A Deadly Secret: The Strange Disappearance of Kathie Durst

A Deadly Secret: The Strange Disappearance of Kathie Durst is the true story of Robert Durst, the heir to a New York real estate dynasty who has been a person of interest in the missing-person case of his wife Kathie since her 1982 disappearance. The book was written by journalist and author Matt Birkbeck,[1] and was published by Berkley/Penguin. A Deadly Secret was released in hardcover in 2002 and in paperback in 2003.

A Deadly Secret
First edition (h/b)
AuthorMatt Birkbeck
LanguageEnglish
GenreCrime, biography
PublisherBerkley Books
Publication date
September 2, 2003
Media typePrint
Pages304 pp (paperback ed.)
ISBN978-0425192078

The book was optioned in 2016 by A&E and Lifetime,[2][3] and a film version was scheduled to be produced by Linda Berman of ABC 20/20's Lincoln Square Productions and written by Bettina Gilois, who penned Bessie for HBO.[4] The television movie, titled The Lost Wife of Robert Durst, originally aired on November 11, 2017.[5][6]

Birkbeck covered the Durst case for People magazine and Reader's Digest. A Deadly Secret reveals how Durst stole numerous identities in a bizarre cross-country trek that ultimately resulted in the murder and dismemberment of a drifter named Morris Black, in Galveston, Texas, in 2001. Durst was acquitted of murder in the Black case in 2003. Durst was also charged with first-degree murder in the 2000 murder of his friend Susan Berman.

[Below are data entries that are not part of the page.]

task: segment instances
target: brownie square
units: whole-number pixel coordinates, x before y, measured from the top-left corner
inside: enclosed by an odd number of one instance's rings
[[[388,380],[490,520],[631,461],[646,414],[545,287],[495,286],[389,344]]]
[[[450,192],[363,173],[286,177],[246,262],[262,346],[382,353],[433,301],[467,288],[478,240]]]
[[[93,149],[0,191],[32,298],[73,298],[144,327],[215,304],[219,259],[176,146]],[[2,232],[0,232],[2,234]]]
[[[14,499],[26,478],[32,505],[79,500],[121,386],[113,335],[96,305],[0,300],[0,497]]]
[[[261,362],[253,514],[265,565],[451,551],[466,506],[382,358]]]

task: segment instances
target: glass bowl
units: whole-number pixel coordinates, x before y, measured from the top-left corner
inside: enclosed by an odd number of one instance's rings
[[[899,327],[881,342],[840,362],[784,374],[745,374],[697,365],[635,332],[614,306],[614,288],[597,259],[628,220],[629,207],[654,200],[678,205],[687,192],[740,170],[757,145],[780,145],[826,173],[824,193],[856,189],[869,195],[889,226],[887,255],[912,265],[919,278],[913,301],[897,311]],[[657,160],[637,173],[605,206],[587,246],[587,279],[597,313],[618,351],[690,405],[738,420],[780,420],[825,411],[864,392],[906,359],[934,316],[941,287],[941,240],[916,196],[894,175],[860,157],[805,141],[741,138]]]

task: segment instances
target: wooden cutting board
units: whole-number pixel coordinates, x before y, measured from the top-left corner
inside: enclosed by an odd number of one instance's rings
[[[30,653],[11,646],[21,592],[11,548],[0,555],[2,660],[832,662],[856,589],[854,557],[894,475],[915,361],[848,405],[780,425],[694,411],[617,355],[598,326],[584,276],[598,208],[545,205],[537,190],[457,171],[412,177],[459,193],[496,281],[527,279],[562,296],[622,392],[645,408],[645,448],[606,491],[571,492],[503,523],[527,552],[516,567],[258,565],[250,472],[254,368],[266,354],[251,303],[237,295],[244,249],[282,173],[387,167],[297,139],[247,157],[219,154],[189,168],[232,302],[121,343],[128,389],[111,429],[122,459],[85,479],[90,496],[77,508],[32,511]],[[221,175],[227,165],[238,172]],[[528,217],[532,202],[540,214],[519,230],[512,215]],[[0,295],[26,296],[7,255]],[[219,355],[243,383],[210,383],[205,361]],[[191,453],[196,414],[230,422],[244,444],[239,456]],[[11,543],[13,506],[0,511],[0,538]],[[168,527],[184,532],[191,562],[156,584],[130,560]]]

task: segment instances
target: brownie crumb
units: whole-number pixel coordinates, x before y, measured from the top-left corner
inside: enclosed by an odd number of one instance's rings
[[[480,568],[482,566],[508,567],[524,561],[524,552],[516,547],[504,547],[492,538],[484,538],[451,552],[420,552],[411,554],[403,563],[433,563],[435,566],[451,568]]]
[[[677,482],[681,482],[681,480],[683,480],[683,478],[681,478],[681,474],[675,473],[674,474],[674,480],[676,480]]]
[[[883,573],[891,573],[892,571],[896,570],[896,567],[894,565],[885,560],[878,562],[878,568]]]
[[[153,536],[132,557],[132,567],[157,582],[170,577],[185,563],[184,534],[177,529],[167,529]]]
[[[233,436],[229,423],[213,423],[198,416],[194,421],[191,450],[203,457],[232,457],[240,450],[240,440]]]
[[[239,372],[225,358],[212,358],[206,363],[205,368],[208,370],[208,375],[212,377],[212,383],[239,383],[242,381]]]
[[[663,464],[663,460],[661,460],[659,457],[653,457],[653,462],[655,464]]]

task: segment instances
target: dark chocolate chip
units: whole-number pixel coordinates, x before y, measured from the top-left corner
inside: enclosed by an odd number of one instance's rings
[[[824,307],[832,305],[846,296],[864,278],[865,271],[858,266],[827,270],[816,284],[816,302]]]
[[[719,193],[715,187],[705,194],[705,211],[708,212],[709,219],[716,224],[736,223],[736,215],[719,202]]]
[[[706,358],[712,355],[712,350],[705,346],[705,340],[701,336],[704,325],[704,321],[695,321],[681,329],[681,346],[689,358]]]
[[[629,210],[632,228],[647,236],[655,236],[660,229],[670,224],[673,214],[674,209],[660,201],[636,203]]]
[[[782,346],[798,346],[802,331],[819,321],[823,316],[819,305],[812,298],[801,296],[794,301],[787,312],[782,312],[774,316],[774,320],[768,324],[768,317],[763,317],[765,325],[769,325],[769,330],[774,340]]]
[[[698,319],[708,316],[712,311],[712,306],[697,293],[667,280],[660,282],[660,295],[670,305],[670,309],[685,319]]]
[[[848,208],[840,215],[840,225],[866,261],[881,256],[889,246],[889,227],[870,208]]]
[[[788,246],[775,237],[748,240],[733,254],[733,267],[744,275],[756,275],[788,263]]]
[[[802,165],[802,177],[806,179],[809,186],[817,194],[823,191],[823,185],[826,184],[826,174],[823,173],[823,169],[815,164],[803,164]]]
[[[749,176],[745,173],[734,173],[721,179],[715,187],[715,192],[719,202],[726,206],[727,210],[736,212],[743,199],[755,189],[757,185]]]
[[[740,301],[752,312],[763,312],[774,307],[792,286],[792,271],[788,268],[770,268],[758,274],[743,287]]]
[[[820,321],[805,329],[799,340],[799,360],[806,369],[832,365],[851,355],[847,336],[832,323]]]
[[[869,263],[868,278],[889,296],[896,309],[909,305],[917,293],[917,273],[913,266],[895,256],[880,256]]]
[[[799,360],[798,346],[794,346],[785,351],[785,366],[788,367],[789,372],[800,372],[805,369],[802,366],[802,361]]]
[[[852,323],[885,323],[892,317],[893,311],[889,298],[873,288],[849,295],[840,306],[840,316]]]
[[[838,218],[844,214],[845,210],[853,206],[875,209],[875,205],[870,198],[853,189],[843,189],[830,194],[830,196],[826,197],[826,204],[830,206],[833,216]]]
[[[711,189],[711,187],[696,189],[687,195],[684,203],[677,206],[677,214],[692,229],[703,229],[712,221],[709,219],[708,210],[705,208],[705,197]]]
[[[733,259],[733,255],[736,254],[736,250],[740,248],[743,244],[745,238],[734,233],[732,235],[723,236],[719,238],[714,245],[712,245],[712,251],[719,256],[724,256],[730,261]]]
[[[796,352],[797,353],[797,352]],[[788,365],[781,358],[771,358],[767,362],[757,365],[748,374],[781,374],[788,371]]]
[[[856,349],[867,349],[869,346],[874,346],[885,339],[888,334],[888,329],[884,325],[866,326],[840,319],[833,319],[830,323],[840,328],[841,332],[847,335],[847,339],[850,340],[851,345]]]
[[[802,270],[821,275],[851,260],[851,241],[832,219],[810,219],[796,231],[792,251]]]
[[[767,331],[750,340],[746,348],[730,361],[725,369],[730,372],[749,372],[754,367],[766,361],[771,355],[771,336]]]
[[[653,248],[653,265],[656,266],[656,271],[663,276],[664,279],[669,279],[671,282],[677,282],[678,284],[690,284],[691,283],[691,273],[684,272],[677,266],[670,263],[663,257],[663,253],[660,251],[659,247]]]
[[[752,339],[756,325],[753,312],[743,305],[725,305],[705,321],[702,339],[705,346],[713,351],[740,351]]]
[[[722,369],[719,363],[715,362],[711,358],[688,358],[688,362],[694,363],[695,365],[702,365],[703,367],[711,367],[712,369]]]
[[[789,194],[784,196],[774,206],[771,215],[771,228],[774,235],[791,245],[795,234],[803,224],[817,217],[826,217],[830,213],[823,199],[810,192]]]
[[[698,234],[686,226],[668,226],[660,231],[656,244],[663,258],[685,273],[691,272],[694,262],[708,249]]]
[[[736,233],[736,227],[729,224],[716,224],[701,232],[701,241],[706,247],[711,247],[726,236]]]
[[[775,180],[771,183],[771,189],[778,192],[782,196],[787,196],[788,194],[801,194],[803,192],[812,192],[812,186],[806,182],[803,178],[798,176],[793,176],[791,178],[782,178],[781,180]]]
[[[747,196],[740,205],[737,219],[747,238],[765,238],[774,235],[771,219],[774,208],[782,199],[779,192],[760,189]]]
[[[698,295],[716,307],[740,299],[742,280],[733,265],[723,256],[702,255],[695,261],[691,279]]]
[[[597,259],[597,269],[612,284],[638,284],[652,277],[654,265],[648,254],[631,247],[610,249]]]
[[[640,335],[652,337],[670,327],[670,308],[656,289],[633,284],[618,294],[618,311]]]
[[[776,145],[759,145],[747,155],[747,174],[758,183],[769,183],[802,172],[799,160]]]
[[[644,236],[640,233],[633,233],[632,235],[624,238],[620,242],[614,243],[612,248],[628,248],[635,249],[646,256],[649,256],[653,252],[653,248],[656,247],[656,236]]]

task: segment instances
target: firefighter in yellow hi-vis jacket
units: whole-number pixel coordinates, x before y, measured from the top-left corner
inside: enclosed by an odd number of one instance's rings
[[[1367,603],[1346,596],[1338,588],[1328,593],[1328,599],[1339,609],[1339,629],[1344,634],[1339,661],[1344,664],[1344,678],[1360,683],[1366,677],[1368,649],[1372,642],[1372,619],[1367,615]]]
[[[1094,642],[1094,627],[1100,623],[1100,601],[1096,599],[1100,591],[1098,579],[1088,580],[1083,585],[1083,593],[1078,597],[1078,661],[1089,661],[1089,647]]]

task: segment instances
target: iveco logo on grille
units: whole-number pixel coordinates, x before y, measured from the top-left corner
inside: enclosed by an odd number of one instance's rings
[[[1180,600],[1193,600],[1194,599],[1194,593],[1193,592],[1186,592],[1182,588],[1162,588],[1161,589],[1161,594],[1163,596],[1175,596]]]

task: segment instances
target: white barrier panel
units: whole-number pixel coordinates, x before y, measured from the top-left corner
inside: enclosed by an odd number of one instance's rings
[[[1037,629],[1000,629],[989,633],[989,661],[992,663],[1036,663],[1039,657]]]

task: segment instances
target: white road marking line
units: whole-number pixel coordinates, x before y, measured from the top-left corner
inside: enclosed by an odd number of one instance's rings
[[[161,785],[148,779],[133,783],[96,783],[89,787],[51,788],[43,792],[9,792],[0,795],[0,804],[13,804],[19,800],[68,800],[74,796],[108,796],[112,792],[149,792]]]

In the 2003 paperback edition, Birkbeck also links Durst to the disappearances of two teenagers, Kristen Modafferi, who went missing in San Francisco in 1997, and Karen Mitchell, who vanished in Eureka, California, in 1997.

The book was updated again in 2015 with the title A Deadly Secret: The Bizarre and Chilling Story of Robert Durst and contains new or updated sections covering Durst's activities in the intervening years up to his arrest in New Orleans in March 2015, as well as the release of the 2010 film All Good Things and the 2015 HBO documentary The Jinx: The Life and Deaths of Robert Durst, both directed by Andrew Jarecki.